Collaborations between metal artists are quite common. The amount of “supergroups,” like Phil Anselmo’s own Down, can attest to that. Less common are collaborations between metal artists and people outside of metal. Sometimes these are successful, like when Anthrax teamed up with Public Enemy for “Bring the Noise.” Other times you get Lulu. Now resident redneck Phil Anselmo is teaming up with Bill Moseley, who admittedly has worked with Buckethead in Cornbugs, but is nonetheless most famous for his acting career, notoriously portraying Chop Top in the sequel to The Texas Chainsaw Massacre, Otis in House of 1000 Corpses and, my personal favorite, The Devil’s Rejects. Redneck metal meets redneck horror sounds like a good combination, but does it evoke the true spirit of hillbilly scumbaggery?

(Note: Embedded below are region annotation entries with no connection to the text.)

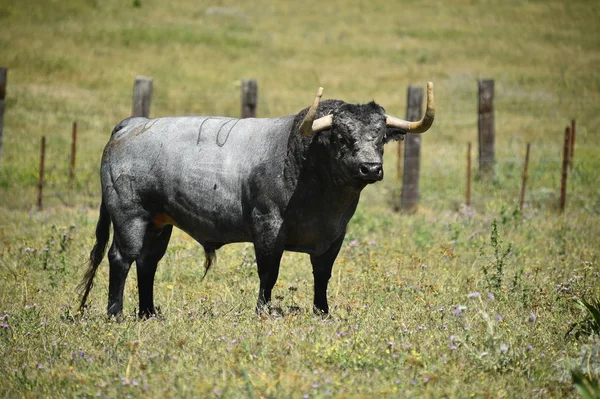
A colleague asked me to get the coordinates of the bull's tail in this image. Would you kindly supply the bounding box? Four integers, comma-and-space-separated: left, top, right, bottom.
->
79, 201, 110, 313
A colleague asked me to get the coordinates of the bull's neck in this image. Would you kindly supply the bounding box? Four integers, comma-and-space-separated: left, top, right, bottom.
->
284, 134, 364, 219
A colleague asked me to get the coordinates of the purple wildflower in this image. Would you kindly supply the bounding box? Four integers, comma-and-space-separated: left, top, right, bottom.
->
529, 313, 537, 324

Largely it does, though if you’re looking for loud Panteraesque grooves you better look elsewhere. This mini-album is a strange creature in which every track has a different feel, but opener “Dirty Eye” is the only one to feature any straightforward metal, a mid-paced chugfest with few surprises. In contrast, “Corpus Crispy” is an unsettling piece of southern blues, laying down psychedelic lyrics over a traditional beat while a distorted guitar screams incoherently through the fog. “Tonight’s the Night We Die” is a largely acoustic piece that calls Johnny Cash to mind, and “Widder Woman” is a 30-second skit containing a jangling xylophone, a cackling witch and a horror poem about the titular character. It’s a strange and a rather creepy affair that seems thrown together over a hazy weekend.

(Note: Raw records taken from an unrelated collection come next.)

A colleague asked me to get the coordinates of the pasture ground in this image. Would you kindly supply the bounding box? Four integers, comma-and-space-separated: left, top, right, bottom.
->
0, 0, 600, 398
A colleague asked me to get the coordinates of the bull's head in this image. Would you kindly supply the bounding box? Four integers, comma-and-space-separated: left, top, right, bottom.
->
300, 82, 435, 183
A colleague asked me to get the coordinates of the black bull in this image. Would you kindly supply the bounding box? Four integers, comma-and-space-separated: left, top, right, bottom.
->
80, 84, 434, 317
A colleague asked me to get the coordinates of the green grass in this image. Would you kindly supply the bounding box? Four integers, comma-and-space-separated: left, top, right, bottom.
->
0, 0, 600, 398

Turns out that’s not far from the truth, for after Bill delivered the lyrics, Phil and a team of guests from Superjoint and King Parrot wrote the music around the text, and the lot recorded the whole thing in a mere 3 days. In general, this actually supports the unhinged hillbilly feel the album is going for, using repetition to its advantage and focusing on the peyote-inspired lyrics, which are the strongest point of Songs. Using very visual metaphors, these don’t set any literal horror scenes but create an evocative atmosphere of creeping unease. It doesn’t do opener “Dirty Eye” much good, though, as the guitars overpower the vocals and the monotony of the chugging eats away at the impact of the song. Instead of unpolished, it just sounds unfinished, and Bill’s yee-haw wailing can’t quite make up for that.
However, Songs succeeds completely in bringing Bill’s lyrics to life, and each of the songs would work as the backdrop to a different kind of hillbilly horror scene. “Catastrophic” and “Bad Donut” contain vitriolic rants a serial killer might spout at its victims in passing, reminiscent of the character Otis, and “Corpus Crispy” evokes the air of rolling slowly through a ghost town in the deep south, passing only crows and a few grinning drifters with rotting teeth. Here is where the roughness and lack of polish help the tracks, as the jagged grime supports the nasty feel of dust and dread. The production, while a tad loud, finds the right balance between clarity and dirtiness to support the atmosphere fully.
Songs is not a masterpiece by a long stretch, and not everything attempted here works. But it’s successful enough as an experiment in lyrics-first songwriting and in bringing murderous hillbillies from the screen into the ears. I’d love to see the pair expanding the palette of instruments and moods further and I can see Bill penning a great horror concept album. If Phil agrees, there might be a great full-length endeavor hovering between the southern gentlemen. There is promise enough for that on this record.